Item Link: Access the Resource
Date of Publication: September 17
Year of Publication: 2022
Publication City: New York, NY
Publisher: The New York Times
Author(s): Tim McDonnell
Humans have the ignominious distinction of being the only species to be individually responsible for a global extinction crisis, and because of that many believe we have a moral responsibility to protect species we have imperiled.
Because of the ravages of habitat destruction, climate change and other man-made threats, up to one million plant and animal species are at risk of extinction. To what lengths can, and should, humans — the species singularly responsible for the worst ecological crisis in 65 million years — go to rescue them from the brink?

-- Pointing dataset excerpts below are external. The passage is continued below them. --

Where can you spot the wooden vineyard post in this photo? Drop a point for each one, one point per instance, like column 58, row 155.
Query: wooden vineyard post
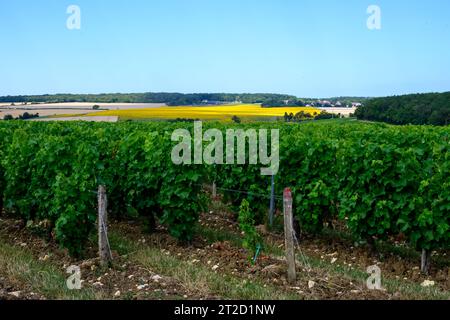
column 289, row 235
column 272, row 201
column 425, row 263
column 214, row 190
column 103, row 242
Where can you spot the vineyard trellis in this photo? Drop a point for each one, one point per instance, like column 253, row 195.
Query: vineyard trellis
column 379, row 180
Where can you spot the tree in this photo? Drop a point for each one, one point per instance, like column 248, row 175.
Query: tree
column 236, row 119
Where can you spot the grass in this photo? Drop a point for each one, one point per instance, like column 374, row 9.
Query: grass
column 223, row 113
column 21, row 268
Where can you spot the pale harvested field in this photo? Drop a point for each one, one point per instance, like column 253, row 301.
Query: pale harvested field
column 72, row 108
column 344, row 111
column 89, row 119
column 44, row 112
column 85, row 105
column 223, row 112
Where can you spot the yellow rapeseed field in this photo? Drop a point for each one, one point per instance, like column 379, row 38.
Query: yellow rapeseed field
column 223, row 113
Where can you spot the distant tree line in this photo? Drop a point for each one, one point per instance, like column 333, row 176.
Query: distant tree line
column 418, row 109
column 171, row 99
column 303, row 116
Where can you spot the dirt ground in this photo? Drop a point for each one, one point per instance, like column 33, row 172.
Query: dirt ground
column 130, row 280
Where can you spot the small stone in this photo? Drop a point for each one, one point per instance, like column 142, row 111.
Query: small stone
column 156, row 278
column 427, row 283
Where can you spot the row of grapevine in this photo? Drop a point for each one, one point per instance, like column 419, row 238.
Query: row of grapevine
column 378, row 179
column 50, row 173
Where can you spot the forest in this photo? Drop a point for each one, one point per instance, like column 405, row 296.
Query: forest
column 417, row 109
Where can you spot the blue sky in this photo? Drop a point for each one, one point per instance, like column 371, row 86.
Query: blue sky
column 309, row 48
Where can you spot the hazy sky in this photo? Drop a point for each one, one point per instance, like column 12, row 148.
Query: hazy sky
column 309, row 48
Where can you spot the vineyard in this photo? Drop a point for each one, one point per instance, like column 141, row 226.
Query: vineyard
column 375, row 181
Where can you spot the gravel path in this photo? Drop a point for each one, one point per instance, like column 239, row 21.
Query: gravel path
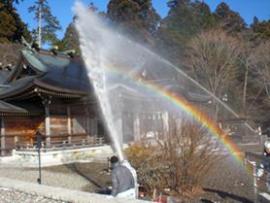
column 228, row 182
column 80, row 176
column 13, row 196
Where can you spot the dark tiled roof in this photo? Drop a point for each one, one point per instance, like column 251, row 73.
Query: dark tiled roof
column 53, row 73
column 9, row 108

Conservation is traditionally a game of protecting parcels of land, keeping people out of the physical spaces that other species need to thrive. But technological advances, and the mounting urgency of biodiversity loss, have inspired scientists to experiment with ever-more ambitious, far-fetched, hands-on and sometimes risky interventions. They include assisted reproduction, which is poised to make the last two remaining northern white rhinos on Earth — both females — a little less lonely by spring 2024. They include physically relocating individual animals, potentially into even closer proximity to people. And they include the controversial, cutting-edge biotechnology known as gene drive, which could be used to write the demise of invasive predators into their own DNA.
As conservation science accelerates, its practitioners are grappling with new ethical questions about how to use it. The history of the field is replete with examples of well-intentioned interventions that backfired, and there remains little international regulation of how biotechnology is deployed in the real world, leaving it up to individual governments, funding organizations and scientists themselves to pump the brakes.

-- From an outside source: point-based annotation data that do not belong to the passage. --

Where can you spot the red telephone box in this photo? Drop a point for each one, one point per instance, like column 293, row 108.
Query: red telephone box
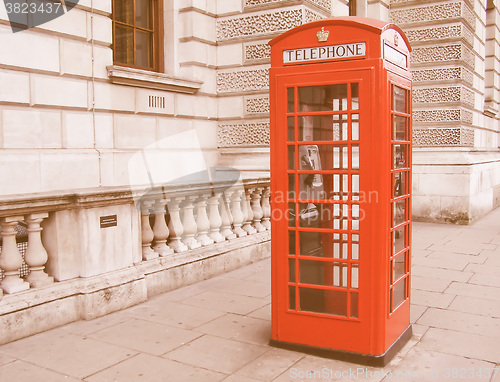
column 340, row 93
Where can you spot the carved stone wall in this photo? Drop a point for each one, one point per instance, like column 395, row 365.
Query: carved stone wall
column 258, row 24
column 256, row 105
column 434, row 12
column 243, row 135
column 242, row 80
column 443, row 53
column 256, row 52
column 439, row 33
column 454, row 136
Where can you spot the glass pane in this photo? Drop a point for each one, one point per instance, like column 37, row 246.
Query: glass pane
column 399, row 156
column 354, row 96
column 143, row 14
column 124, row 45
column 291, row 270
column 355, row 187
column 323, row 301
column 124, row 11
column 399, row 212
column 399, row 102
column 340, row 246
column 290, row 100
column 354, row 277
column 399, row 240
column 323, row 127
column 291, row 129
column 398, row 294
column 144, row 49
column 291, row 157
column 291, row 214
column 291, row 294
column 323, row 98
column 398, row 267
column 340, row 126
column 399, row 128
column 310, row 244
column 355, row 127
column 399, row 179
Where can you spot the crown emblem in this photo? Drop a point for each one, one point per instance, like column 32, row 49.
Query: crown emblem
column 322, row 35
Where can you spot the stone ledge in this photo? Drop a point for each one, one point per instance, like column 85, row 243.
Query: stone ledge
column 146, row 79
column 37, row 310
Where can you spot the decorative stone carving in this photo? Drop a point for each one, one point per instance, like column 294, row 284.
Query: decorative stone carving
column 254, row 52
column 442, row 74
column 271, row 22
column 443, row 53
column 434, row 12
column 256, row 105
column 441, row 94
column 244, row 134
column 454, row 136
column 243, row 80
column 436, row 115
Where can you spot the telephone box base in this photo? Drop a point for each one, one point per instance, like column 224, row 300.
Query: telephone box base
column 341, row 355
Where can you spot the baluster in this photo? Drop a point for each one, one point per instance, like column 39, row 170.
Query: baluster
column 189, row 223
column 225, row 213
column 160, row 229
column 10, row 257
column 202, row 221
column 175, row 225
column 146, row 232
column 36, row 255
column 215, row 219
column 257, row 210
column 238, row 217
column 266, row 208
column 247, row 211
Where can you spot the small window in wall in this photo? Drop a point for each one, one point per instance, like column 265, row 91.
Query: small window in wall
column 352, row 7
column 137, row 26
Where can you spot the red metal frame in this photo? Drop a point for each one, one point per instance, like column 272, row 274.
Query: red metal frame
column 374, row 326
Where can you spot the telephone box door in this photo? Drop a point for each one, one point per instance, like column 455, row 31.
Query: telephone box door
column 323, row 137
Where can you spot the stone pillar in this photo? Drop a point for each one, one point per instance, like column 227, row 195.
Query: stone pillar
column 266, row 208
column 247, row 212
column 10, row 257
column 175, row 225
column 225, row 228
column 160, row 229
column 238, row 217
column 202, row 221
column 189, row 223
column 36, row 256
column 257, row 210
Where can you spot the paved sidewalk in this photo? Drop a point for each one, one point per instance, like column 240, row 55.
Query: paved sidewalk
column 218, row 330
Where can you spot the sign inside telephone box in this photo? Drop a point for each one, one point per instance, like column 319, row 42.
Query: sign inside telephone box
column 340, row 96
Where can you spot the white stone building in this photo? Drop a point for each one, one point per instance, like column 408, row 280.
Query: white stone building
column 104, row 102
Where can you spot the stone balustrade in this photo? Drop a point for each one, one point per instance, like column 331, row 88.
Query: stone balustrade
column 182, row 221
column 169, row 220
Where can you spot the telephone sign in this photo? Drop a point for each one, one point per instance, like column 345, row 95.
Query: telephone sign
column 340, row 93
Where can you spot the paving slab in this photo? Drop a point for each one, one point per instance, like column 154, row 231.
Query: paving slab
column 217, row 354
column 467, row 345
column 145, row 336
column 67, row 353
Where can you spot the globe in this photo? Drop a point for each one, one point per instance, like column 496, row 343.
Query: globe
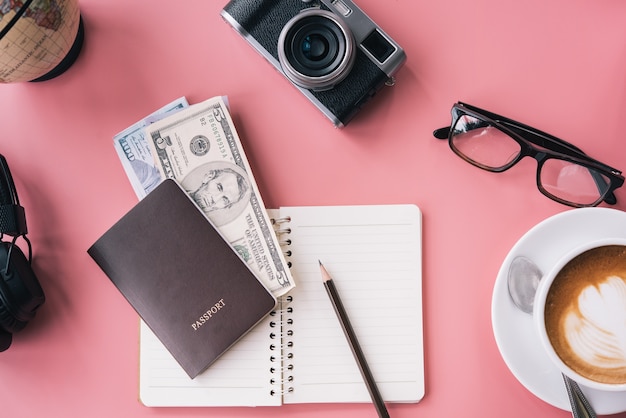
column 39, row 39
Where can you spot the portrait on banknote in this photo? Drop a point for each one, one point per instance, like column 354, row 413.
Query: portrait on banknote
column 220, row 188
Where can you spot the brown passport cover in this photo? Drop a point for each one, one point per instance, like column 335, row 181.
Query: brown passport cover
column 182, row 277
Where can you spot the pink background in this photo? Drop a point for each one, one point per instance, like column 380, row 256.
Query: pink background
column 558, row 65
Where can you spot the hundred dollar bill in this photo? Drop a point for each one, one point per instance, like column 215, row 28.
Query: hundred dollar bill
column 200, row 148
column 134, row 151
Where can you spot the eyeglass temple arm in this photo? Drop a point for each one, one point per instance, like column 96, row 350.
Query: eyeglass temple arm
column 442, row 133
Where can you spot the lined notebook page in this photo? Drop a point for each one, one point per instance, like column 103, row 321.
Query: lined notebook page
column 373, row 254
column 241, row 377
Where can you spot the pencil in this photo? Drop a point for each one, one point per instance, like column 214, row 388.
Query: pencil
column 354, row 344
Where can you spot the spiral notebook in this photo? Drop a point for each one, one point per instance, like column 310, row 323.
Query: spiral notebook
column 299, row 353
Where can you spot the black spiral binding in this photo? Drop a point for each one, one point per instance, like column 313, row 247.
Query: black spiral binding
column 283, row 323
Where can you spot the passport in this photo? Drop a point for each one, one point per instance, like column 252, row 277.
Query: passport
column 183, row 279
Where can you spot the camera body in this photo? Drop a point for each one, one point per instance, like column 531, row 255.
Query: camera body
column 329, row 49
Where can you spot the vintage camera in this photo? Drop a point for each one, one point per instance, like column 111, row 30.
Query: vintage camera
column 329, row 49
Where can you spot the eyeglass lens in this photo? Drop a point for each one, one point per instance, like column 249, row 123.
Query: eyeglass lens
column 485, row 146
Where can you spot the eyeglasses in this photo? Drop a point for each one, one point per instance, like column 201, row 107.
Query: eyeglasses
column 495, row 143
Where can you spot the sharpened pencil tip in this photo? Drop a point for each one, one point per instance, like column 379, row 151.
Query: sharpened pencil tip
column 325, row 275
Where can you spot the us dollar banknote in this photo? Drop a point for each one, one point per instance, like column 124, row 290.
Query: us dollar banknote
column 200, row 148
column 134, row 150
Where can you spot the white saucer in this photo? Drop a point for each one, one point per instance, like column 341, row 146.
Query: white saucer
column 513, row 329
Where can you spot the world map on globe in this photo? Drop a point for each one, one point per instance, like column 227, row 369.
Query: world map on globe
column 39, row 39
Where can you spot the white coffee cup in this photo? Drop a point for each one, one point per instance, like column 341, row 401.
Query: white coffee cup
column 580, row 314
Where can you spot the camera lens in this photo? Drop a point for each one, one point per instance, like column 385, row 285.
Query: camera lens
column 316, row 49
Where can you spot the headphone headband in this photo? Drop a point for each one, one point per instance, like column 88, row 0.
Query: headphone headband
column 12, row 216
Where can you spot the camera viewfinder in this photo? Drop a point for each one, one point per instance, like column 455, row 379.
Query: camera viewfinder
column 377, row 45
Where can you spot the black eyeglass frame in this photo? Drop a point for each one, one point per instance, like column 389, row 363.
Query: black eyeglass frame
column 529, row 140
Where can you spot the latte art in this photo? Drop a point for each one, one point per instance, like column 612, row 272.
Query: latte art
column 596, row 328
column 585, row 314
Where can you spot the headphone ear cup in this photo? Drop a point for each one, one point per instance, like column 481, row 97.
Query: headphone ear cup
column 20, row 292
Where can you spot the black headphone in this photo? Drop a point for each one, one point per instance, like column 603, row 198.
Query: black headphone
column 20, row 291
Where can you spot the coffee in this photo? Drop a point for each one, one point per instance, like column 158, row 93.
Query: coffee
column 585, row 314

As I write in my guest essay this week, the rest of us humans also need to re-examine our relationship with the ecosystems that sustain us, and set aside the outdated, artificial divide between nature and society. “You might argue there’s no such thing as a natural system anymore,” Brad Shaffer, a biologist who has argued in favor of using cities as “urban arks” for endangered species, told me.
Humans have not been kind to our roommates on Earth. But we still have a chance to keep more of them from being evicted.